Throughout Billionaire Island it becomes clear, first to the audience and then, eventually, to JJ, that Ivo is siphoning money from him and using it to try and buy fame and fortune under false pretenses. The efforts lead to an embarrassing scenario with a grand screening that finds JJ cut almost entirely from the final edit of a film, and the disaster opens his eyes to Ivo’s motives.
But Ivo is a symptom of a worse disease. JJ’s entire life has been a product of his family’s success; his dream of becoming an actor was massaged by paid-off acting coaches and false praise. JJ’s arc is realizing that he has no business in Hollywood but that he has an actual business, the family kind, at home in Norway.
Environmentalism
Hennie, the youngest Lange, is the voice of the marine life and the everyday workers who largely get overlooked when it comes to big business.
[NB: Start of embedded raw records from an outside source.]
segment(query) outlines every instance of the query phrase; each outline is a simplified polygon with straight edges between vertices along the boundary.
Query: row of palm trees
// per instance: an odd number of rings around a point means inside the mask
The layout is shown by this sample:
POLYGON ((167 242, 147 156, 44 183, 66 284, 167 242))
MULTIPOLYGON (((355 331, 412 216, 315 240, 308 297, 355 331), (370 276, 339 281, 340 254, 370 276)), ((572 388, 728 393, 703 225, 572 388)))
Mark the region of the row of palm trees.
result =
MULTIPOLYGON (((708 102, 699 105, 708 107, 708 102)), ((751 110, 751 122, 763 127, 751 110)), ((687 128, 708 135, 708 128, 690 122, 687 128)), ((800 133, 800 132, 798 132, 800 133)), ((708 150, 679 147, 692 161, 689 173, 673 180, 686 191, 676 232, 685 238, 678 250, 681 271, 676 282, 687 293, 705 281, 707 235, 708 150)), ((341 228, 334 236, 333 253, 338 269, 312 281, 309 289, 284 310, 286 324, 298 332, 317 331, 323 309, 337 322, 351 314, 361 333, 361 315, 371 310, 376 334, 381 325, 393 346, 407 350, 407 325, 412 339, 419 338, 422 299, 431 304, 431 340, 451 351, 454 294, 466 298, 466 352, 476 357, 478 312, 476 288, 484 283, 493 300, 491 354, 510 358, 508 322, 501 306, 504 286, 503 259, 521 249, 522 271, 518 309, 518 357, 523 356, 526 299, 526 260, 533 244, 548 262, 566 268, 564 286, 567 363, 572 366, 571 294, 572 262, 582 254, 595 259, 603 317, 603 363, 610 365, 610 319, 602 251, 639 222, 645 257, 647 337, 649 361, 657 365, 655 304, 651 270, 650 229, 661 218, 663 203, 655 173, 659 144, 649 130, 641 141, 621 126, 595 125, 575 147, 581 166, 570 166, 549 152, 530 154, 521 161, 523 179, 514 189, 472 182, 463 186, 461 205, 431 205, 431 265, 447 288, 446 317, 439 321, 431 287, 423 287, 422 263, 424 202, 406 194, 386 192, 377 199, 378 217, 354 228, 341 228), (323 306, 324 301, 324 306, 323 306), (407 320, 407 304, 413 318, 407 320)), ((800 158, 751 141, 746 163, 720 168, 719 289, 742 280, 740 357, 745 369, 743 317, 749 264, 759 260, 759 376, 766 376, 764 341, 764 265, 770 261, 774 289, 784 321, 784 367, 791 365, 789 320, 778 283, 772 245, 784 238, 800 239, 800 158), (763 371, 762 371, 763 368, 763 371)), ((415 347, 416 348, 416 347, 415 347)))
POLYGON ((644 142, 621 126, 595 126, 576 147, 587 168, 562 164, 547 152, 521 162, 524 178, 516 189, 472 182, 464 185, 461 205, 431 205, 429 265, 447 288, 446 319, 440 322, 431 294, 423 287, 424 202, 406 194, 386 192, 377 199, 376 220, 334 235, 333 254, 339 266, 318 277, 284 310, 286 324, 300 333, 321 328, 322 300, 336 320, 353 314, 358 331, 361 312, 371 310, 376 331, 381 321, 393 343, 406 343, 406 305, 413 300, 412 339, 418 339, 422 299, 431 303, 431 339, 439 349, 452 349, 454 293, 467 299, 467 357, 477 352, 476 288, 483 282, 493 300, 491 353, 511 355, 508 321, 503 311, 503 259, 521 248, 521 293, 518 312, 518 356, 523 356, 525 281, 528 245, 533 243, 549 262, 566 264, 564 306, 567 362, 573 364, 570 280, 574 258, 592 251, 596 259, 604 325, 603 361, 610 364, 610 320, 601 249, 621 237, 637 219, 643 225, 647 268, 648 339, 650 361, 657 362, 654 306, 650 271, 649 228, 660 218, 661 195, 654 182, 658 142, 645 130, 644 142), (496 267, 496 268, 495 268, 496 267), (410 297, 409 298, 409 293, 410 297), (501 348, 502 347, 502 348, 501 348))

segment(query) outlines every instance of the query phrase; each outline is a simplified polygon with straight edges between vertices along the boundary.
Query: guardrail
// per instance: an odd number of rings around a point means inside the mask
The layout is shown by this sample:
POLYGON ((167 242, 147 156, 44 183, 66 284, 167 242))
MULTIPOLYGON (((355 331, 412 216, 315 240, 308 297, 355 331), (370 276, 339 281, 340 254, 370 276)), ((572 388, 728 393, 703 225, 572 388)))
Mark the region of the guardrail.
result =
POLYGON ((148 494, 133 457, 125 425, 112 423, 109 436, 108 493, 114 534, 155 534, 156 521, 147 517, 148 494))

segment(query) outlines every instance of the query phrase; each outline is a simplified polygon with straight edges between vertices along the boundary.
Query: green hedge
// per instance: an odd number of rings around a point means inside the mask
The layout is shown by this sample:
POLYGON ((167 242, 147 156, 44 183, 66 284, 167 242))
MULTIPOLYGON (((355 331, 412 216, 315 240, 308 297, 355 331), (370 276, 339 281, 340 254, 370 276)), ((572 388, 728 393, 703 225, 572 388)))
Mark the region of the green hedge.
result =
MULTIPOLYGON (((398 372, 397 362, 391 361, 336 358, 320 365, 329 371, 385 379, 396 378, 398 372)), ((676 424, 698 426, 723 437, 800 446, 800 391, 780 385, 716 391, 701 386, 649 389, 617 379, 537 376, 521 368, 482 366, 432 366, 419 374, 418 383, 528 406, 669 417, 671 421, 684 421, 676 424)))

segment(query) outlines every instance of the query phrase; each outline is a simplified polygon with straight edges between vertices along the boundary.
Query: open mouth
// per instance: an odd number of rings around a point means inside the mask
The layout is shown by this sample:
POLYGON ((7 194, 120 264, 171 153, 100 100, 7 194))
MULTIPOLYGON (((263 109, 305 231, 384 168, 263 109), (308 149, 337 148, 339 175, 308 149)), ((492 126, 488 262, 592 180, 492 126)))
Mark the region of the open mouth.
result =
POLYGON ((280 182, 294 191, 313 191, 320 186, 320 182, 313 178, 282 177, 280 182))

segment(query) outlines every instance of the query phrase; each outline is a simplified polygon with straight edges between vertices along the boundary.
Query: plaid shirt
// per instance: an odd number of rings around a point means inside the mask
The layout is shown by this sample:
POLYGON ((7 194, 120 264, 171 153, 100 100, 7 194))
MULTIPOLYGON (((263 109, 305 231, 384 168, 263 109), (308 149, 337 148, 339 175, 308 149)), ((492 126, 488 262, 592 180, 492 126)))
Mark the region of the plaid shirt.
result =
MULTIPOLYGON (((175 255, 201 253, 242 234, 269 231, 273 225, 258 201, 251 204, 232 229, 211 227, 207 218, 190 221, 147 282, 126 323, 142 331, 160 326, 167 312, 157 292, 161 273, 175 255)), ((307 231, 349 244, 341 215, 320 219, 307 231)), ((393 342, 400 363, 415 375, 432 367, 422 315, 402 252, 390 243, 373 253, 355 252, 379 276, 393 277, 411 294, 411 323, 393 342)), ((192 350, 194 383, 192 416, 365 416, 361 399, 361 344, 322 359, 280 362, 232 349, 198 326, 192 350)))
Her arc involves realizing that the family business, for all its upsides, causes a great deal of unnecessary harm. And it isn’t just the fish who suffer.
Hennie’s boyfriend Jakob’s father is a Marlax employee who stands to lose his job with a lot of other fish farm workers as a result of the merger (which is to say nothing of what happens to the fish.) With the backing of her sister, Amy, Hennie works against their mother in a bit of corporate espionage to mail out details of Julie’s synergy plan, which she had kept between herself and her assistant, Rishi.
In many ways, Hennie’s story is the opposite of JJ’s. While he finds a clearer purpose in the family business, Hennie comes to see it as a blight on their society.
Casting (And Cutting) A Net
On the other side of the aisle are the Meyers, most prominently Gjert’s daughter Trine and her husband Eigil, one of the company employees. Given the differences in the families – the Meyers are much more conservative and traditional – Trine has been kept away from the family business, but when she comes to learn of Julie’s potential takeover and merger, she and Eigil sabotage Marlax by hiring a diver to slice open the nets in the company’s salmon enclosures, leading to a calamitous financial loss and a police investigation.
Trine’s big heel turn in Billionaire Island is implicating her father in the sabotage, motivated largely by jealousy over his relationship with Amy, with whom Gjert had formed a plan to prevent Julie from becoming CEO.
Trine frames Gjert by planting documents on his personal computer, and he’s subsequently arrested. This turn is central to the ending of Billionaire Island, since one of its final developments is Gjert, still in prison, realizing that it was his own daughter who engineered his incarceration.
The Takeover
As mentioned, Amy Lange was working against her mother with Gjert and Viljar Meloy, who despite trying to engineer some kompromat to use against Amy, ends up working with her to pitch a deal to Trine and Eigil after Gjert’s arrest.
Amy’s motivation was being overlooked by her mother in the company hierarchy. She wanted power for herself and knew the only way to get it was to ensure her mother didn’t become CEO of the company. She’s willing to compromise with Trine, who gets a seat on the board, and Eigil, who becomes Meyer Fjordbruk’s new chairman, to make this happen.
After – again, as mentioned – Hennie liberates the synergy plans, Amy is able to turn the board against Julie and install herself as the new CEO.
Billionaire Island Season 2
As is almost mandatory for Netflix originals these days, Billionaire Island ends with a tantalizing setup for Season 2.
With Julie and Gjert both having been betrayed by their children, they realize that the only allies – even reluctant ones – they have are each other. Gjert pitches to Julie a deal in which she exonerates him by proving Trine’s guilt in the Marlax sabotage, and in return she becomes the new CEO of Meyer Fjordbruk.
Seems like a compelling offer to me.